María José Riquelme (Paco León) is Paulina's transgender wife. They first dated when María José was José María and attending university in Mexico, before marrying and having their son, Bruno. Five years before the start of the show, María José came out, leaving Mexico and divorcing Paulina. She transitioned in Spain, keeping in touch with Bruno, and returns to Mexico to act as the family lawyer. She and Paulina reconnect, and the family move to Madrid together after Virginia dies. María José also has a mentally ill sister, Purificación, to whom she is devoted. At the end of the series, María José and Paulina remarry.

===Diego Olvera===
Diego Olvera (Juan Pablo Medina) was the family's accountant who assisted the dying Virginia; having to keep his role a secret, he came under suspicion of betrayal from Paulina, being held at arms' length until he regains her trust. He was also Julián's on-and-off partner, before they decided to raise a child together. He was raised in a rural part of Mexico and was disowned for being gay; his own family encouraged him to attend conversion therapy when he and Julián were in a rough patch.

===Bruno Riquelme de la Mora===
Bruno Riquelme de la Mora (Luis de la Rosa) is the son of Paulina and María José, a teenager who rebels against both of his parents at different times, particularly when they want him to live in Spain. Returning to Mexico, he speaks with an affected Spanish accent and dialect, frustrating María José. Bruno is supportive of Micaéla, his biological aunt despite being younger, accompanying her to a talent show and in trying to become a teen pop idol.

===Ernesto de la Mora===
Ernesto de la Mora (Arturo Ríos) is the widower of Virginia, through which he is the father of Paulina, Elena, and Julián, and was the lover of Roberta, though which he is the father of Micaéla. Despite his cheating, he is loyal to all sides of his family. When they were younger, he was a close friend of Virginia and they only married to prevent Virginia from being forced to marry Asustin. Instead, Ernesto was more interested in Carmelita, with whom he reconnects after Virginia's death. Generally uninvolved in the family flower shop, he helped Roberta and Paulina operate a cabaret. He is arrested for fraud he did not commit, with the rest of his family hoping to preserve their reputation by not revealing this, even as the reputation gets tarnished in other ways. He briefly joined a cult that he let take over the family property when trying to find purpose after his life is upended. As a young man, Ernesto is portrayed by Tiago Correa.

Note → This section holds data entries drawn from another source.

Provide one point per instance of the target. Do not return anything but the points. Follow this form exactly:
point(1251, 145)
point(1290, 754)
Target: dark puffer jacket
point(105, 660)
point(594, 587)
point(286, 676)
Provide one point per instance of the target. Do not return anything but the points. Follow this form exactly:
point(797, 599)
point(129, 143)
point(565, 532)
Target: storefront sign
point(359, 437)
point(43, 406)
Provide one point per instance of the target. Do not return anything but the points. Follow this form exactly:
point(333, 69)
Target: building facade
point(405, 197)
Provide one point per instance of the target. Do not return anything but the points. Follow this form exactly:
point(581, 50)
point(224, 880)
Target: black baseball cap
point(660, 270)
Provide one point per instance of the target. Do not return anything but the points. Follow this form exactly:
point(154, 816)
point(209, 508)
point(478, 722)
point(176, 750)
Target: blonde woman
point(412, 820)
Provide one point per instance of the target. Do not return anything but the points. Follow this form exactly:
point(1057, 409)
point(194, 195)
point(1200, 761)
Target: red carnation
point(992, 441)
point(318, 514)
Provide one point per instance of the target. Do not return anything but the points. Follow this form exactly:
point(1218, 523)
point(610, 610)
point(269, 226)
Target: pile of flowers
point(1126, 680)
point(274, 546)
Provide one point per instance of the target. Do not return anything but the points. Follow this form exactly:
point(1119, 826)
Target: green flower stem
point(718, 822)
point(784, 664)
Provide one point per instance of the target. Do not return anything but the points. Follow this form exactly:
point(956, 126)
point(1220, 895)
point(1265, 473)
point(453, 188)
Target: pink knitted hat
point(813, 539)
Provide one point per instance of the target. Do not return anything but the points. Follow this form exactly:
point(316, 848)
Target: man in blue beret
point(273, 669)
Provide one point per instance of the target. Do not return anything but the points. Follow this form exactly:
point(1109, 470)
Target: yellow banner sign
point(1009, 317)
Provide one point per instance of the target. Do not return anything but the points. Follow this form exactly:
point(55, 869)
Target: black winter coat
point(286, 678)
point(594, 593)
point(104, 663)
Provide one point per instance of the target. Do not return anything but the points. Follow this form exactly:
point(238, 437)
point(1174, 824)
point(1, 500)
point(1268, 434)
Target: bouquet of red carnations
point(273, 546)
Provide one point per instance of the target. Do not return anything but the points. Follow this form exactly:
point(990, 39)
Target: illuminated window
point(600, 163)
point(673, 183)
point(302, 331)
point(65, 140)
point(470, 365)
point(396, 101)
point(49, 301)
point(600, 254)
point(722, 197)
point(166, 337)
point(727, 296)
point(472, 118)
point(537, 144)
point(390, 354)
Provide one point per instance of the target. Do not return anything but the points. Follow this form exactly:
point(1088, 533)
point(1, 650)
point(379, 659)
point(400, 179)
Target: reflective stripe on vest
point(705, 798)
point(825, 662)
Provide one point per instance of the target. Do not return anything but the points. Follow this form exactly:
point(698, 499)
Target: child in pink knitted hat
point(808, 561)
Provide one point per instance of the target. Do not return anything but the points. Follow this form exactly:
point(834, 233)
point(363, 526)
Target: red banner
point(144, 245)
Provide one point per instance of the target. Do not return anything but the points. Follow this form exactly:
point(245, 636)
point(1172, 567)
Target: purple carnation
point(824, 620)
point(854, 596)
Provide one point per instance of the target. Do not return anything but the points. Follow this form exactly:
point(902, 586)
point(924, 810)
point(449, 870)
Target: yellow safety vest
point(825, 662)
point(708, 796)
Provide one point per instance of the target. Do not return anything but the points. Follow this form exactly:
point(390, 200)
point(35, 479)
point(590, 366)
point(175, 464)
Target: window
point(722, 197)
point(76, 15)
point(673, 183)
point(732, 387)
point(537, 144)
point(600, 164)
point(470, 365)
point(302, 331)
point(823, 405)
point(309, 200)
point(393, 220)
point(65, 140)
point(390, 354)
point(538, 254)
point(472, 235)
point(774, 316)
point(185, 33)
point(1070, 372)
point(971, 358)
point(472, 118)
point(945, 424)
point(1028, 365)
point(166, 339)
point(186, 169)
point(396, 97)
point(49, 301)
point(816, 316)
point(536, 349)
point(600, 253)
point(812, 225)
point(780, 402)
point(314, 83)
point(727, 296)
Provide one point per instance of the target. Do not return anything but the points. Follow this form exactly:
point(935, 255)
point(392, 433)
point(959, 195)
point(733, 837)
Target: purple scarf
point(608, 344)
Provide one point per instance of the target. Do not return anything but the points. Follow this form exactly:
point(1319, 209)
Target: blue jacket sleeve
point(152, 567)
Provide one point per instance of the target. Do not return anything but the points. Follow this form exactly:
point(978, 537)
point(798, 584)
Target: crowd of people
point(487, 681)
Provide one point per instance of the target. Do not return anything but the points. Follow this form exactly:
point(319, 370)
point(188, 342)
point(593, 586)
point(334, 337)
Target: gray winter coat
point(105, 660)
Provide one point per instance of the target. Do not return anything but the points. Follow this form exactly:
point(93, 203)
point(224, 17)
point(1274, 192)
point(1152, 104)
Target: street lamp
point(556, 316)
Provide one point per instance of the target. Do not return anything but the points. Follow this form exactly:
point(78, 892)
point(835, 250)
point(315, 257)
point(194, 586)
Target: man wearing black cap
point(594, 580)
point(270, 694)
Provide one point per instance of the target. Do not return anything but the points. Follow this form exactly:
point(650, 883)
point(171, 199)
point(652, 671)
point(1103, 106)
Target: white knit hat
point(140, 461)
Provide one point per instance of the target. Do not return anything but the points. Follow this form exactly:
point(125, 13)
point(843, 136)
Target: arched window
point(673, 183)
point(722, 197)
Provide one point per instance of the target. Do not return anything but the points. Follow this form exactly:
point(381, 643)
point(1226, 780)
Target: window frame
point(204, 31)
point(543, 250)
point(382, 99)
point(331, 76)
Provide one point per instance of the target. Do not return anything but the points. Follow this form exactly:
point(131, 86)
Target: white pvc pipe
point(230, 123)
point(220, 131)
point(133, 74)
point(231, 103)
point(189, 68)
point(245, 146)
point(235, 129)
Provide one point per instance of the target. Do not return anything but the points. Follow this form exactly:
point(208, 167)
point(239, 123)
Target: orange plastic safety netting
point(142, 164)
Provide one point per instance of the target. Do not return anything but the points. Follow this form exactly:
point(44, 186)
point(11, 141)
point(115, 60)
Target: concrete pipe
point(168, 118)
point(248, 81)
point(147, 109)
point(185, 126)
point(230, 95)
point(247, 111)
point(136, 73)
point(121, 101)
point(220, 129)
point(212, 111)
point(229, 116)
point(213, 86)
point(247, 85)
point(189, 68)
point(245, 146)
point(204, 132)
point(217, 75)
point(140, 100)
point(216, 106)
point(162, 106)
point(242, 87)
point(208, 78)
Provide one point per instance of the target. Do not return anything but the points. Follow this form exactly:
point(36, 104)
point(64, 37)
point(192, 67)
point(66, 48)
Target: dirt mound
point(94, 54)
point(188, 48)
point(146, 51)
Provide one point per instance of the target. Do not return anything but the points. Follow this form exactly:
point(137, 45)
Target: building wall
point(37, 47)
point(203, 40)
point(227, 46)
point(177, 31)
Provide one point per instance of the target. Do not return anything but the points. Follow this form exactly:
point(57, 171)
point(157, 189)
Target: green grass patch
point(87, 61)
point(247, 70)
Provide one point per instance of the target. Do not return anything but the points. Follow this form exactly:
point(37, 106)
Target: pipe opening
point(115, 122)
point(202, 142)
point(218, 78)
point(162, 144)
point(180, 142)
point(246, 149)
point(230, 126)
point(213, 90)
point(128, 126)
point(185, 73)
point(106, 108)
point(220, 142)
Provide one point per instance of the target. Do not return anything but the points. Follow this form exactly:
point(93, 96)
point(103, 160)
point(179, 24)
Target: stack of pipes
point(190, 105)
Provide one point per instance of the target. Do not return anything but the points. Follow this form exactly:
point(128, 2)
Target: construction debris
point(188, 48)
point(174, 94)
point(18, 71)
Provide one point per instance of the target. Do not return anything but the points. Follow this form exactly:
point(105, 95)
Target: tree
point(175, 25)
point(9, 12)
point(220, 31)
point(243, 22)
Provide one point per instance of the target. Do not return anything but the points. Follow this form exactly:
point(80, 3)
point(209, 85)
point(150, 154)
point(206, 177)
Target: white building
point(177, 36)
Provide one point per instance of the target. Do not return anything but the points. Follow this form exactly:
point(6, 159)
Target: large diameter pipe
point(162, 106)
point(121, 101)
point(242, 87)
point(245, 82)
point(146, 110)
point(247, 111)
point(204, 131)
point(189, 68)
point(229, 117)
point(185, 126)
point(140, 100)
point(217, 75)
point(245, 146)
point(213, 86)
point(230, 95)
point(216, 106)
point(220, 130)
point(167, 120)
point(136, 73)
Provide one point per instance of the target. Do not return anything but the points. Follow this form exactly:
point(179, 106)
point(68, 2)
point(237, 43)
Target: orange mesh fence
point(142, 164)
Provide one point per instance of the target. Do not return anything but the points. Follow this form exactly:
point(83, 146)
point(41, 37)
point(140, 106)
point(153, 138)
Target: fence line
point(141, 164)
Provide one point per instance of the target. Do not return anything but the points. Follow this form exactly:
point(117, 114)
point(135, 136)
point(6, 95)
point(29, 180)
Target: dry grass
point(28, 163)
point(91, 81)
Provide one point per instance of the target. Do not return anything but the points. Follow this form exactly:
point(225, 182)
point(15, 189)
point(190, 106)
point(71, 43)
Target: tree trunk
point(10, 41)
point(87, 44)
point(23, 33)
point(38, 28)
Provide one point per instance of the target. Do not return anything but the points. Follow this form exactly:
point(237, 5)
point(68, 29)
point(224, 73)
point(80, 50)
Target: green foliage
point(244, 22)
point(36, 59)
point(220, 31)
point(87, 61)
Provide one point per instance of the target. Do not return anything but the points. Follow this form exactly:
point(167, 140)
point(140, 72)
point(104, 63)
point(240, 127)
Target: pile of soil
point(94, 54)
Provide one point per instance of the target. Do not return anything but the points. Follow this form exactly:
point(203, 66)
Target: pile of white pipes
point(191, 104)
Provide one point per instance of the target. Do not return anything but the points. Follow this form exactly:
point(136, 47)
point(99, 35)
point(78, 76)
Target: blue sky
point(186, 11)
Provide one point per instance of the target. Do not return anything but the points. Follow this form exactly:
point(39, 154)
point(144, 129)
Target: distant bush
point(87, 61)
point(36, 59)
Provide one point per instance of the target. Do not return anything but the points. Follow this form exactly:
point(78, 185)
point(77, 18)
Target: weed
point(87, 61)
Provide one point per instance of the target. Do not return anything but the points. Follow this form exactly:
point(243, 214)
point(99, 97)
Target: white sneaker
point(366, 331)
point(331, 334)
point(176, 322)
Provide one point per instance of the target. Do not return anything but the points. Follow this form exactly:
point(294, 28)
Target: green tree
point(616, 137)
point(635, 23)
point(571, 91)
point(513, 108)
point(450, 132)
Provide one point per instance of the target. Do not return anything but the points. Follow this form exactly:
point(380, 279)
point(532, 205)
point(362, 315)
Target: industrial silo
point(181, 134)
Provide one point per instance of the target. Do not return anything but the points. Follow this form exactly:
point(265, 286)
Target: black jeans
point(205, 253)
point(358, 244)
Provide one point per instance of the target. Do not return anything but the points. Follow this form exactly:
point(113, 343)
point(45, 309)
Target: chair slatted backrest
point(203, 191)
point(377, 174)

===Carmela "Carmelita" Villalobos===
Carmelita (Verónica Langer) is a classic nosy neighbor who both attempts to undermine the De la Moras by revealing their transgressions against high society, and constantly seeks the family's approval. She had arrived to the neighborhood as a young woman, and held a flame for Ernesto for many years despite being best friends with his wife. She is generally supportive of the family. For a while she dated Poncho, a stripper from the cabaret who gets injured; Carmelita believes he needs to use a wheelchair and dotes on him, when really he had recovered. She later gets back together with Ernesto. Young Carmelita is portrayed by Ximena Sariñana.

===Claudio Navarro===
Claudio (Lucas Velázquez) is the son of Roberta, and Micaéla's half-brother, biologically unrelated to the De la Moras. Based on this, he dates Elena on-and-off, and later La Chiquis. Having some loyalty to his extended family, his priority is his own financial stability and protecting Micaéla.